“I am already in the dust,” said Hilda, after a pause.

“You shall not sink to a morbid acceptance of that venom!” cried Odd; he took her by the shoulders with almost a suggestion of shaking her. “Sit up. Listen to me,” he said, raising her and looking down at her stricken face, his hands on her shoulders. “I have loved you passionately for months. She was right in one thing; I had better have told her, not have fumbled with that fatally misplaced idea of honor. You may have loved me, but I was as unconscious of it as you were. To-day you were worn out, terrified, miserable.

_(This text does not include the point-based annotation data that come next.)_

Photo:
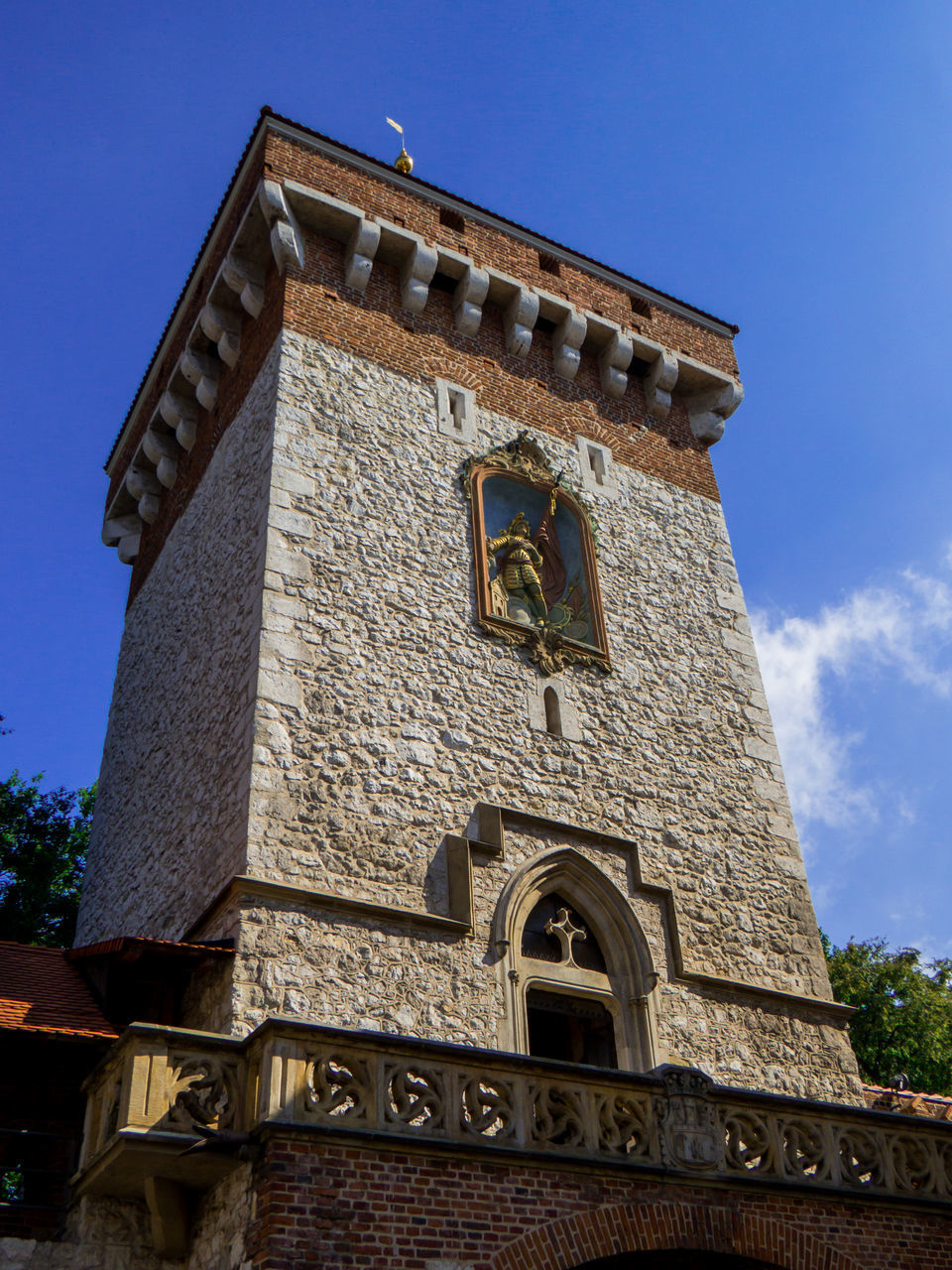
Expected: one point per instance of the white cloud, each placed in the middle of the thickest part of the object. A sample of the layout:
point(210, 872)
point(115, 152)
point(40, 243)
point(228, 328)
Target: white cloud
point(900, 630)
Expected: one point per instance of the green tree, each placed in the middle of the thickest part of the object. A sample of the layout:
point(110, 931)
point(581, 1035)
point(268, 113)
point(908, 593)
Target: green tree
point(44, 842)
point(904, 1012)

Just see it with one grain of common charity, of common sense, psychology, physiology if you will, for you are ill, wretchedly weak and off balance, my darling child!” Odd added, sitting down beside her; and he would have drawn her to him, but Hilda repeated—

“Don’t.”

“You felt my pity, my sympathy,” Odd went on, holding her hands. “You felt my love, poor little one, unconsciously. You turned to me like the child you were and are. You were starving for kindness, consolation—for love—you came to your friend, the friend you trusted, and you found more than a friend. The love you owned so beautifully was a truth too high for the hearer.”

“Oh! I did not dream that you loved me. I did not dream that I loved you!” Hilda wailed suddenly.

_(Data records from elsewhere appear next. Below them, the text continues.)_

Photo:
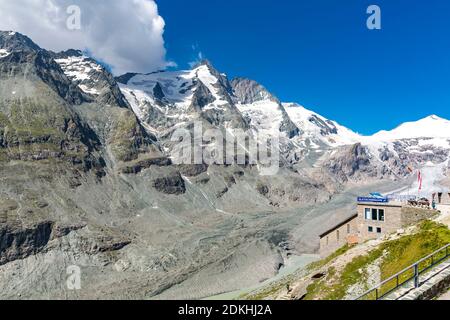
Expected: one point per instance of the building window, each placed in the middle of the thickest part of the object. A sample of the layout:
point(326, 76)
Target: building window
point(374, 214)
point(368, 214)
point(381, 215)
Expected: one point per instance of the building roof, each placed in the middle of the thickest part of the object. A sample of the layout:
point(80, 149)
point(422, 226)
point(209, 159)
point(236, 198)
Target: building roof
point(338, 226)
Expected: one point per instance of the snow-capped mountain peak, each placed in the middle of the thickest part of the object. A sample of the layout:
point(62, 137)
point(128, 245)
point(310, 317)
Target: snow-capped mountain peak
point(430, 127)
point(319, 128)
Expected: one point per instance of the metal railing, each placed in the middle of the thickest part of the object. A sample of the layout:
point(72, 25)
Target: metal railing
point(410, 273)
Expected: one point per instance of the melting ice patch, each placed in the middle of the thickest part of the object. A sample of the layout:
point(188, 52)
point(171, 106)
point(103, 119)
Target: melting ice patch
point(4, 53)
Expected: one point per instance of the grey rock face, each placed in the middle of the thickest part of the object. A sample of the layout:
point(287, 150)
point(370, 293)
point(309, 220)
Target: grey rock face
point(173, 184)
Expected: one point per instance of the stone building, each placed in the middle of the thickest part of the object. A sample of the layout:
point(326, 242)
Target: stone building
point(375, 219)
point(338, 236)
point(442, 198)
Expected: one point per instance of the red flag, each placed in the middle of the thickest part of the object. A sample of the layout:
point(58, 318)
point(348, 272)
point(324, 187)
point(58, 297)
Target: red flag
point(420, 180)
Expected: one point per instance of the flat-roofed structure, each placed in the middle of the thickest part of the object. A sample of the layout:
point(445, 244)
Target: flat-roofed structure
point(375, 218)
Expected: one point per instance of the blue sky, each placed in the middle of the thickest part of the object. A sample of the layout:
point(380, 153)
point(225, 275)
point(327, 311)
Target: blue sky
point(320, 53)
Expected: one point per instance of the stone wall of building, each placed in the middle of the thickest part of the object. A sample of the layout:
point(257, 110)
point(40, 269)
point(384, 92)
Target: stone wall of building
point(443, 198)
point(392, 221)
point(411, 215)
point(338, 237)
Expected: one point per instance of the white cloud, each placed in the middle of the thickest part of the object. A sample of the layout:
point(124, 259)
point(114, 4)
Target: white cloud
point(126, 34)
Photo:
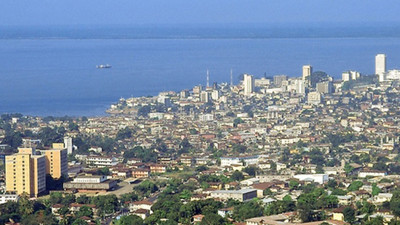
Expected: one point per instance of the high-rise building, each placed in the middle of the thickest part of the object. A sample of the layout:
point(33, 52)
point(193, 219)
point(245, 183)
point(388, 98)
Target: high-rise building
point(307, 71)
point(204, 96)
point(26, 172)
point(56, 162)
point(299, 86)
point(248, 83)
point(380, 66)
point(279, 79)
point(68, 144)
point(324, 87)
point(350, 75)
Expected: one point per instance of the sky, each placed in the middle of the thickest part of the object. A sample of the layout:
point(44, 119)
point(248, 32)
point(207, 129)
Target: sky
point(134, 12)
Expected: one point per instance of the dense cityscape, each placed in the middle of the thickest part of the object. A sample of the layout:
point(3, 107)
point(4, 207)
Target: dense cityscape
point(270, 150)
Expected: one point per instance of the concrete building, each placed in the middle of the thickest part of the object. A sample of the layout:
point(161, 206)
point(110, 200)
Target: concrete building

“Thank God that you own to that!” Odd ejaculated.

“That does not clear me,” she retorted. “No, no; I was a fool. You, the man engaged to my sister! I should have felt the danger, the disloyalty of your interest. I was a fool not to feel it! And that appeal I made to you—it was no more or less that sickening self-pity, that dastardly whine over my own pathos, that morbid sentimentality! I see it all, all! I was trying to make you care for me, love me. I suppose crimes are usually committed by people off balance physically, but crimes are crimes, and I am wicked. I hate myself!” she sobbed, bending again her face upon her hands.

“Hilda,” said Odd, trying to speak calmly and reasonably, “you could not have tried to make me fond of you, since I had plainly proved to you for months that I adored you. You complain! You gain pity! When your cold little air of impersonality blinded even my eyes; when only my love for you gave me the instinctive uneasiness that led me, step by step—you retreating before me—to the final realizations; and final they are not, I could swear to it! Ah! some day, Hilda, some day I shall get at the real truth. I shall worm it from you. You shall be forced to tell me all that you have suffered.” Hilda interrupted him with an “Oh!” from between clenched teeth.

“Katherine was right,” she said, “I have painted myself in pathetic colors. What a prig! What an egotist!” Her voice trembled on its low note of passionate self-scorn.

“An egotist!” Odd burst into a loud laugh. “That caps the climax. Come, Hilda,” he added, “don’t be too utterly ridiculous. Facts are, happily, still facts; your toiling youth and utter sacrifice among them. As I say, I haven’t yet sounded the depths of your self-renunciation, and, as I say, some day you will tell me, my Hilda; my brave, splendid, unconscious little child.” Odd put his arms around her as he spoke, but Hilda’s swift uprising from them had a lightning-like decision.